Caching rows

The CachedRowTransformation does basically the same as the RowTransformation, but has a cache to access previously processed data rows.

Overview

The CachedRowTransformation has the same functionality as the RowTransformation, but offers additionally a cache manager object to access previously processed data rows.

Cache Manager

The CachedRowTransformation comes with a default CacheManager which stores already processed rows in memory.

Buffer

The CachedRowTransformation is a non-blocking transformation and has one input buffer. Additionally, the memory consumption will depend on the cache size.

Code snippet

The following example will check for an incoming row if a record with the same id was already processed within the previous 10 records. If so, it will return null, other wise the record. A predicate expression the LinkTo method will send null values into a void destination.

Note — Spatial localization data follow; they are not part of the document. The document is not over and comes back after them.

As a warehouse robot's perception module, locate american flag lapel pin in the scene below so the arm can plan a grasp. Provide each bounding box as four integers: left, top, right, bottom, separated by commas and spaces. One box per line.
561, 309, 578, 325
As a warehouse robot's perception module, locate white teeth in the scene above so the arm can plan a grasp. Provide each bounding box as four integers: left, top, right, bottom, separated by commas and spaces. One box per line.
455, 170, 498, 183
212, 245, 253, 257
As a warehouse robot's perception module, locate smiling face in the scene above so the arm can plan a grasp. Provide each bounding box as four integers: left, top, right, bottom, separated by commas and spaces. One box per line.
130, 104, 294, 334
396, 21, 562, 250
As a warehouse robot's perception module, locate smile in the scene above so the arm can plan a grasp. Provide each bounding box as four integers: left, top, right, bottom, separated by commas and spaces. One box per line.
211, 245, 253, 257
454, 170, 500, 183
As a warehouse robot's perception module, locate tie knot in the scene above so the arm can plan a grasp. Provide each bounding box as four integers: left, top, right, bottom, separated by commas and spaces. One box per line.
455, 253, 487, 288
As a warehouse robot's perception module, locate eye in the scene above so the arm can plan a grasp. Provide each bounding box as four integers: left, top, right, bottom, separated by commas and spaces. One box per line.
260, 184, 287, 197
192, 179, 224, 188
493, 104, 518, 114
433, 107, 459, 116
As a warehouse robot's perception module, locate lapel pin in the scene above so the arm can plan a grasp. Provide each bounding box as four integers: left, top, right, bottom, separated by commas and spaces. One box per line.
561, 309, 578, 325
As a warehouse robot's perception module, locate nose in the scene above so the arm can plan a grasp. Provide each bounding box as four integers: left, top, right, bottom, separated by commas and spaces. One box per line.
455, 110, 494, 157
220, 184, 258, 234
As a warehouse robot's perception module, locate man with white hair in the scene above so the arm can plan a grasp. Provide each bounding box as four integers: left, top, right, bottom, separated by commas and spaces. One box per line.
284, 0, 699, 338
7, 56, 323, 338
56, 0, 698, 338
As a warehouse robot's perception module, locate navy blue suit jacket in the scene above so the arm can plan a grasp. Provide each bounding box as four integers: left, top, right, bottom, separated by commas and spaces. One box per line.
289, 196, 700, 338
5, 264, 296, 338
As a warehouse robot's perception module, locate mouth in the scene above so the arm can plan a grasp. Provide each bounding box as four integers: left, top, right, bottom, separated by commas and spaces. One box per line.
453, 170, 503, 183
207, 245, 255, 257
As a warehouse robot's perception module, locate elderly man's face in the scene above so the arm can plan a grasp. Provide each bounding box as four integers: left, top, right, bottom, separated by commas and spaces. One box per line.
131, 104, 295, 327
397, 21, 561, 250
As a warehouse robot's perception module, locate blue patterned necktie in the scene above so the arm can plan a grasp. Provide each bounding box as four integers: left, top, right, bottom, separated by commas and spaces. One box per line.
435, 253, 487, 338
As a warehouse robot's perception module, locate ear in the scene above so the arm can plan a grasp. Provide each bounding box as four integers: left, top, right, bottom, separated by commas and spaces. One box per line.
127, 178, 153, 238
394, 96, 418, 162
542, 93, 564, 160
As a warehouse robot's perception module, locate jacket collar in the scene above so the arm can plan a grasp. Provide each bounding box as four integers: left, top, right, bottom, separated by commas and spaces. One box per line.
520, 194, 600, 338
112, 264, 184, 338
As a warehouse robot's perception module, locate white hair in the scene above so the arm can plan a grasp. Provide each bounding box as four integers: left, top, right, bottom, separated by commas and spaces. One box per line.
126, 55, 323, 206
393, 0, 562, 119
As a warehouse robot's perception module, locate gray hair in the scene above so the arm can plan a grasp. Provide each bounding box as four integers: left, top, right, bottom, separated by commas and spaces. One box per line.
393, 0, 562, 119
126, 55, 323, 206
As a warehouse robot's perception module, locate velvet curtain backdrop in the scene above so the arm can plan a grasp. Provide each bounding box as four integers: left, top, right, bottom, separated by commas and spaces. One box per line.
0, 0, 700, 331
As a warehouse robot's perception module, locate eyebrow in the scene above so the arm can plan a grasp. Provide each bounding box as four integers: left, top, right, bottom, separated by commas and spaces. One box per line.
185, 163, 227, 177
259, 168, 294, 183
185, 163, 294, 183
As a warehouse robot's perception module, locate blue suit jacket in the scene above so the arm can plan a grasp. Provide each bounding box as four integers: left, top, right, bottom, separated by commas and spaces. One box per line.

CachedRowTransformation<MyRow> cachedRowTrans = 
    new CachedRowTransformation<MyRow>();
cachedRowTrans.MaxCacheSize = 10;
rowTrans.TransformationFunc =
    (row, cachedRows) =>
    {
        foreach (var prevRow in cachedRows)
            if (prevRow.Id == row.Id)
                return null;
        return row;
    };
cachedRowTrans.LinkTo(dest, row => row != null, row => row == null);

Example

The following example will write the content of the cached records into the Console output. The MaxCacheSize of the cache manager is set to 10, so you will never get more than 10 lines of output written here.

CachedRowTransformation<MyRow> cachedRowTrans = 
    new CachedRowTransformation<MyRow>();
cachedRowTrans.MaxCacheSize = 10;
rowTrans.TransformationFunc =
    (row, cachedRows) =>
    {
        foreach (var prevRow in cachedRows)
            Console.WriteLine("Already processed row: " + prevRow.Id);
        return row;
    };